TSMC Risk

4 hours ago (stratechery.com)

"AI has a physical dependency in Taiwan that can be easily destroyed by Chinese missiles, even without an invasion" ?

Arguably false. Why do you think the US has encouraged TSMC foundries, now inside Arizona ? It's obviously to protect against the scenario that China takes Taiwan. In that case, give it 6 months or less for US TSMC foundries to produce the finest. China taking Taiwan will likely not result in the CCP getting any technology, certainly Taiwanese have "contingency plans" to vaporize all tech in the event they are invaded.

  • That's over-optimistic.

    > Why do you think the US has encouraged TSMC foundries, now inside Arizona ? It's obviously to protect against the scenario that China takes Taiwan.

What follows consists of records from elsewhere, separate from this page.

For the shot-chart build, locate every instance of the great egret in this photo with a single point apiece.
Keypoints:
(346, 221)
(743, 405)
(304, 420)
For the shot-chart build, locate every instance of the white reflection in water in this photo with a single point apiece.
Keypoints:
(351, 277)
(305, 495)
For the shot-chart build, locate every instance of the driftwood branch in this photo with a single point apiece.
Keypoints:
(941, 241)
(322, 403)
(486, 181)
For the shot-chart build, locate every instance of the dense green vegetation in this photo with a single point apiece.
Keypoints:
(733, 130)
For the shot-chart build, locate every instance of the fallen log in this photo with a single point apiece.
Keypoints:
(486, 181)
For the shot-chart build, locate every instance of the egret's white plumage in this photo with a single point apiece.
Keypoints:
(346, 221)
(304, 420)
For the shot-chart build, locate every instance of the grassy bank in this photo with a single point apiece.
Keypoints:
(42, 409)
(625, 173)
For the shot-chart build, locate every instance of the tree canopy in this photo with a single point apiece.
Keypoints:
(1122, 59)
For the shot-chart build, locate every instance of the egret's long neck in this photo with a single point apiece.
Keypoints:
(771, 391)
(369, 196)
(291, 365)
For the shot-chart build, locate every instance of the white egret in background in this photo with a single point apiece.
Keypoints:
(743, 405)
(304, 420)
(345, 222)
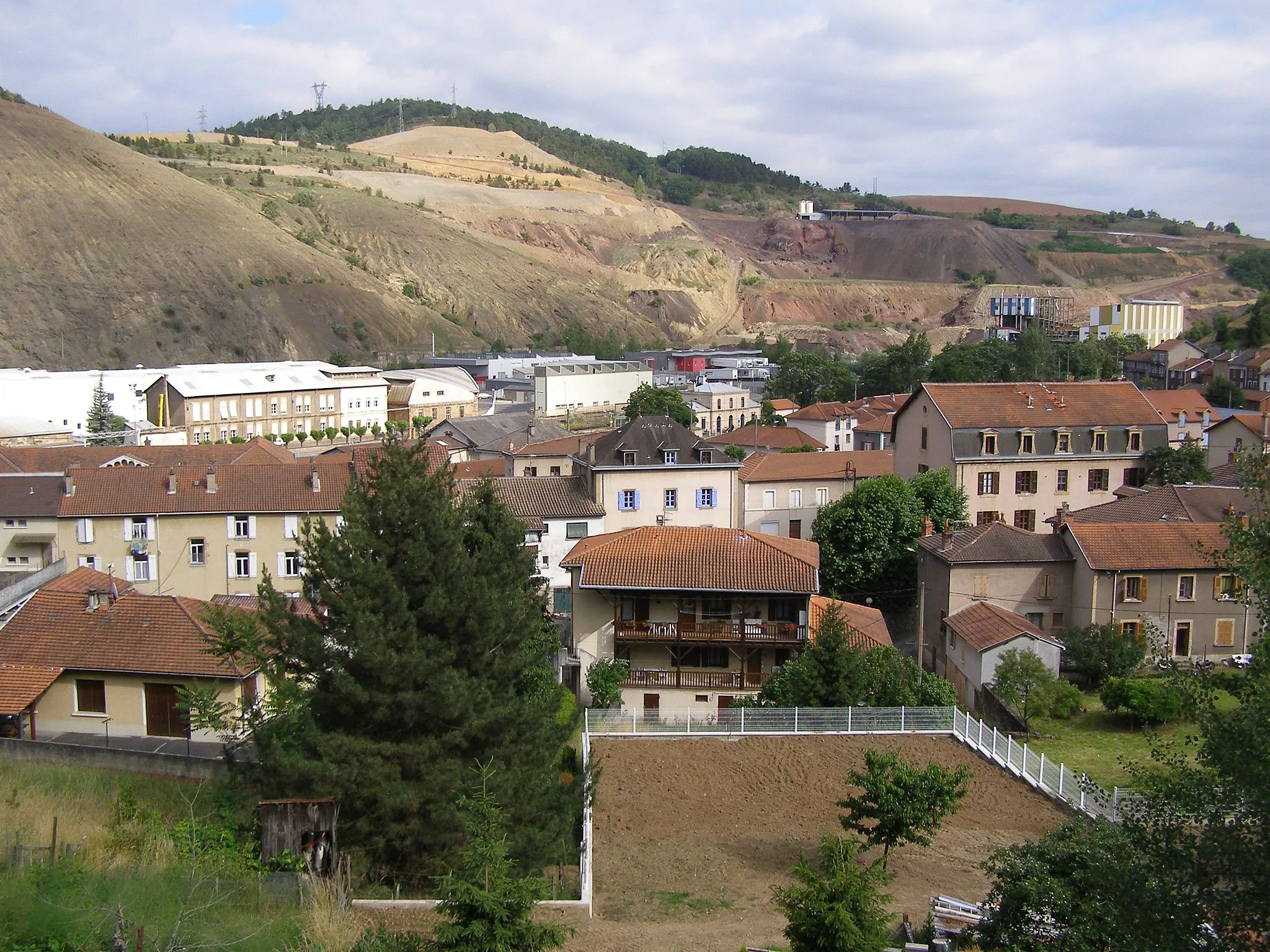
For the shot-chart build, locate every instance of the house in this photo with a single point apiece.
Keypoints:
(721, 408)
(1186, 413)
(701, 615)
(828, 423)
(436, 392)
(1021, 451)
(193, 531)
(657, 471)
(781, 493)
(1237, 432)
(978, 635)
(86, 658)
(756, 438)
(1021, 573)
(1162, 582)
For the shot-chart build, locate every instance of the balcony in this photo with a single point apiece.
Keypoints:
(724, 630)
(695, 678)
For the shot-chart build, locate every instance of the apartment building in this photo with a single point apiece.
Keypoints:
(226, 402)
(1023, 451)
(701, 615)
(781, 493)
(655, 471)
(196, 532)
(828, 423)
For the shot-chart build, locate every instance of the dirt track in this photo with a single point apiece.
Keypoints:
(723, 822)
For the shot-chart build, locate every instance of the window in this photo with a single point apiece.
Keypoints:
(1133, 588)
(1223, 635)
(89, 696)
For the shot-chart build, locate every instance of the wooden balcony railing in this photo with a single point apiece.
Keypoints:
(694, 678)
(734, 630)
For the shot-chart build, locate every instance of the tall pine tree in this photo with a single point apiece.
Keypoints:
(433, 651)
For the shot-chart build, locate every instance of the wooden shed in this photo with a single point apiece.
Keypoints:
(305, 828)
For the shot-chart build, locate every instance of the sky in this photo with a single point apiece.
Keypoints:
(1101, 104)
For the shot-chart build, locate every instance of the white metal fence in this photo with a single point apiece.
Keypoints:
(1052, 778)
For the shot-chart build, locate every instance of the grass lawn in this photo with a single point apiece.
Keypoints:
(1096, 741)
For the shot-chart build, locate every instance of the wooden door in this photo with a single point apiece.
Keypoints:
(163, 718)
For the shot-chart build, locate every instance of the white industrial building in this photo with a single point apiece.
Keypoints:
(586, 386)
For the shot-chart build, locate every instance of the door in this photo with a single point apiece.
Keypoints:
(163, 718)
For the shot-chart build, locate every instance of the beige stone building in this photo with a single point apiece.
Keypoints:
(1024, 451)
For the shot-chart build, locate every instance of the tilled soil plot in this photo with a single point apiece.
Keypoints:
(693, 834)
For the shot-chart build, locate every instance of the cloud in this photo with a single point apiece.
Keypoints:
(1148, 103)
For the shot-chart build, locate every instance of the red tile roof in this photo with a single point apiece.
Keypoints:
(22, 684)
(691, 559)
(1071, 404)
(781, 467)
(984, 625)
(134, 633)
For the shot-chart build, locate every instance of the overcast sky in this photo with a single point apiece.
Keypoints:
(1148, 103)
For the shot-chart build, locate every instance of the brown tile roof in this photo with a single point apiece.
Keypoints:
(984, 625)
(544, 496)
(828, 410)
(1071, 404)
(781, 467)
(766, 438)
(691, 559)
(1147, 546)
(864, 620)
(481, 469)
(257, 451)
(135, 633)
(1169, 505)
(996, 542)
(20, 684)
(241, 489)
(1170, 403)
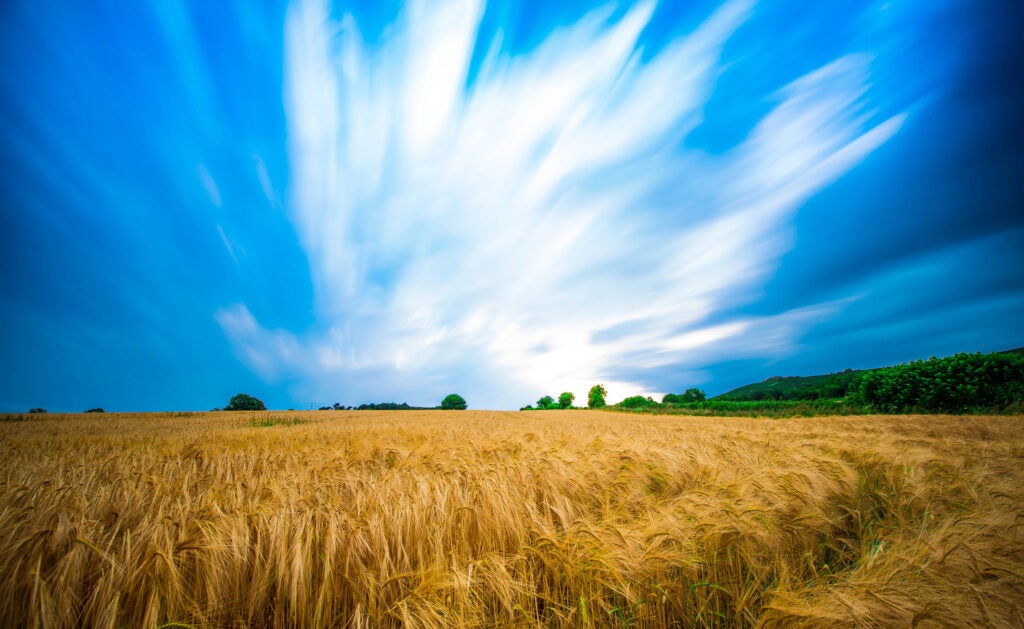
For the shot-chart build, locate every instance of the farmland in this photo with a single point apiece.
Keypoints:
(560, 518)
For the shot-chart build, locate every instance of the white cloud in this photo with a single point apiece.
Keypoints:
(482, 238)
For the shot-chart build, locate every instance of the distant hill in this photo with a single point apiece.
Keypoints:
(795, 387)
(788, 387)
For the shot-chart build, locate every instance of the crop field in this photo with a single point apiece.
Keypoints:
(556, 518)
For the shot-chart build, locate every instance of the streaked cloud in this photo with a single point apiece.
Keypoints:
(501, 224)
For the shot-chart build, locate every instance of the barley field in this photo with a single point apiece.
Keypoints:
(571, 518)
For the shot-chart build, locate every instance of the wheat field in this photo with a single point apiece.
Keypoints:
(571, 518)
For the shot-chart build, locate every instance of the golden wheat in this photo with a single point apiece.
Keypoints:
(568, 518)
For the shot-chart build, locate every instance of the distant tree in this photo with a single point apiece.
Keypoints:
(693, 394)
(454, 402)
(565, 400)
(244, 402)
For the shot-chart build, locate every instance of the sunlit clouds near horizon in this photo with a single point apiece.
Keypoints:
(318, 202)
(522, 227)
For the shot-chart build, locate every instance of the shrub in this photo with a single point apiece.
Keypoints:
(244, 402)
(565, 400)
(454, 402)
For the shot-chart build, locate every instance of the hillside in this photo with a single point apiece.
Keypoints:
(796, 387)
(788, 387)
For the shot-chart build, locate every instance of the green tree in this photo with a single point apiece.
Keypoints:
(692, 395)
(565, 400)
(244, 402)
(454, 402)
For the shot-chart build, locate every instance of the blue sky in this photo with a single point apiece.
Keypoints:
(318, 202)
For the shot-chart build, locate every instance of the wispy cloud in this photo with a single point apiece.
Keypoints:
(509, 234)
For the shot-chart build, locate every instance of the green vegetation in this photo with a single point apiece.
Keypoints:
(690, 395)
(828, 386)
(384, 406)
(565, 401)
(454, 402)
(961, 383)
(638, 402)
(244, 402)
(956, 384)
(547, 403)
(268, 421)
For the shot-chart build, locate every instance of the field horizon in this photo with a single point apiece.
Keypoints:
(480, 518)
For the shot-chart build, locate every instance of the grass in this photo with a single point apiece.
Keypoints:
(511, 519)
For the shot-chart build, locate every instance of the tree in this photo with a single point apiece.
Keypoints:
(244, 402)
(454, 402)
(693, 394)
(565, 400)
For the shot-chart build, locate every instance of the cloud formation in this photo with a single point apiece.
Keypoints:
(540, 224)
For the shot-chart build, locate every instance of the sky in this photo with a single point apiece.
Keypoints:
(320, 202)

In that case, give it 6 months or less for US TSMC foundries to produce the finest.

    American business culture works pretty strongly against "give it 6 months or less for US TSMC foundries to produce the finest."

    I think it's most likely those fabs will stagnate and the American MBAs running them will just milk them for short-term profits. Why invest in technology when you can buy back shares? After all, your only goal is number-go-up.

    > China taking Taiwan will likely not result in the CCP getting any technology, certainly Taiwanese have "contingency plans" to vaporize all tech in the event they are invaded.

    Not necessarily. Technology isn't so much the machines, it's the know-how. TMSC employees will still need jobs, post invasion, and I'm sure China will pay them very well. Some fraction will go to work for Chinese fabs, and teach them TMSC's tricks and knowledge.

  • 90% of TSMC's capacity is still in Taiwan. A substantial amount of global high end chip capacity is also in South Korea and Japan, which would likely get pulled in.

    A war would not wipe out chip production, but the squeeze would be immense for many years.

There are some near ready foundries in the US and in EU, not to mention South Korea. It would take a few years to catch up of course.

What I worry more about is the full lock-in of TSMC production capacity by nvidia/apple/amd/etc for their chips on their latest and greatest silicon process (aka the best in the world). There is 'no space' for performant large RISC-V implementations or other alternative (and it will require several iterations and mistakes will be made)

  • Tenstorrent managed to secure TSMC manufacturing capacity, I doubt many other RISC-centric fabless companies have any issues aside from aggressive competition.